Toda la vida la música nos alimentó. Las canciones infantiles del rico mangó y el cafetal, la voz de mi papá, suave y melodiosa, los discos que nos ponían en el tocadiscos, desde María Esther Robles hasta el Trío los Panchos, los conciertos del Festival Casals en la UPR, donde nos llevaban de niños, y más tarde, Doña Consuelo y sus clases de piano, nos formaron. Qué privilegio. Nunca me cansaré de decirlo.
Un día, mi tío Carlos Buitrago, que regresaba de Inglaterra -donde cursaba estudios doctorales- bajó la acera hacia mi casa con un disco de los Beatles bajo el brazo. Nos habló de este nuevo grupo que estaba causando furor en Europa, y que a él le gustaba mucho. Así, hasta los Beatles se escucharon en mi casa, cuando yo apenas tenía catorce o quince años. También llegaron a mi casa los discos de Raphael, que a mi papá le fascinaba.
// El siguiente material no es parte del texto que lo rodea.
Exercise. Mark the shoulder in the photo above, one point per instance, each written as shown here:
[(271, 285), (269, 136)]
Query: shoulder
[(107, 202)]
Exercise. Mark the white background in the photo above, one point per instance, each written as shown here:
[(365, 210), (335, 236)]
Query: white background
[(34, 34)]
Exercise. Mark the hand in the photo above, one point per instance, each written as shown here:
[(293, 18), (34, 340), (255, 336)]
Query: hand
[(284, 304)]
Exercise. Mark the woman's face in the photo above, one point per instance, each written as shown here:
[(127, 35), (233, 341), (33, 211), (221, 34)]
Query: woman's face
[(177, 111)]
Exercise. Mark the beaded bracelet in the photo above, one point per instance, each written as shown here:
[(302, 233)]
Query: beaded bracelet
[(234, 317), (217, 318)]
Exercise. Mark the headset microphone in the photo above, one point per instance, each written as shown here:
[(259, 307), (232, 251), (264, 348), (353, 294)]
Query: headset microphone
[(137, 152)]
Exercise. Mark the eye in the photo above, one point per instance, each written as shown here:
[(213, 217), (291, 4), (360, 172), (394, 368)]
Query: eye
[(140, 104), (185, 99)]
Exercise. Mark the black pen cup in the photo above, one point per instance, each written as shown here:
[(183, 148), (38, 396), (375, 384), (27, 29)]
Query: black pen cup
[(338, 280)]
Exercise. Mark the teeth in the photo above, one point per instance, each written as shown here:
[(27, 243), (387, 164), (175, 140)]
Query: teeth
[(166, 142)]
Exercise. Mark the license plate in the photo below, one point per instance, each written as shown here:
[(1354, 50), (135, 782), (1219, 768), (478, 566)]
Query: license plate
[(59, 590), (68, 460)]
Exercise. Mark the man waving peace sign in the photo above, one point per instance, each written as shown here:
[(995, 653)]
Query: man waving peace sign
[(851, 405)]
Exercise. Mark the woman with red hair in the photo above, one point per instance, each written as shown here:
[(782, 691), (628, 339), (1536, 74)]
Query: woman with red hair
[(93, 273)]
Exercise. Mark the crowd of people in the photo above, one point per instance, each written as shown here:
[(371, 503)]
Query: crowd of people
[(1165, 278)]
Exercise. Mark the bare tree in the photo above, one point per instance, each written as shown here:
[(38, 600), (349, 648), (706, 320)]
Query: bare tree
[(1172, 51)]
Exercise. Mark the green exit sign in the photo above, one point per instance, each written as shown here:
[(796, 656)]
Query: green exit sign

Fueron los años de las películas -un tanto cursis- de El final de Laura y aquellas canciones trágicas, como fue también el tiempo de las canciones producidas para el mercado juvenil, traducidas al español, del Club del Clan. Nunca me atrajeron demasiado, aunque una se las aprendía de tanto escucharlas en la radio.
Luego, ya en la Universidad, asistí a un concierto de un cantautor catalán que hacía canciones de poemas. Serrat me enseñó otro lado de la música. El encuentro con los discos de Violeta Parra que adquirí en La Tertulia, los de Víctor Jara, los de la Nueva Trova Cubana, empezaron a llegar a mis oídos y a seguir construyendo mi universo estético. Eran tiempos sin internet, sin Spotify, en los que los discos y los cassettes de conciertos grabados nos llegaban a veces por vía de amigos que compartían gustos musicales. Una buscaba lo que estaba más allá de la radio comercial, más allá de los boleros y las baladas, el merengue y el rock en inglés. Mi universo musical se amplió durante esos años universitarios.
Y entonces me fui a Nueva York. Allí fue, en realidad, donde comencé a componer. De eso ya he narrado algo. Mi canción Toda la vida es música recoge algo de esta historia. Hoy me toca la fortuna de cantarla con Fabiola Méndez, que la escogió para cantarla conmigo. Anoche, en el ensayo con ella, la cantamos y fue un momento hermoso. Salió como si lleváramos años haciéndola. Otro momento afortunado de los muchos que me ha tocado vivir. Realmente, no puedo quejarme de nada. Solo dar gracias.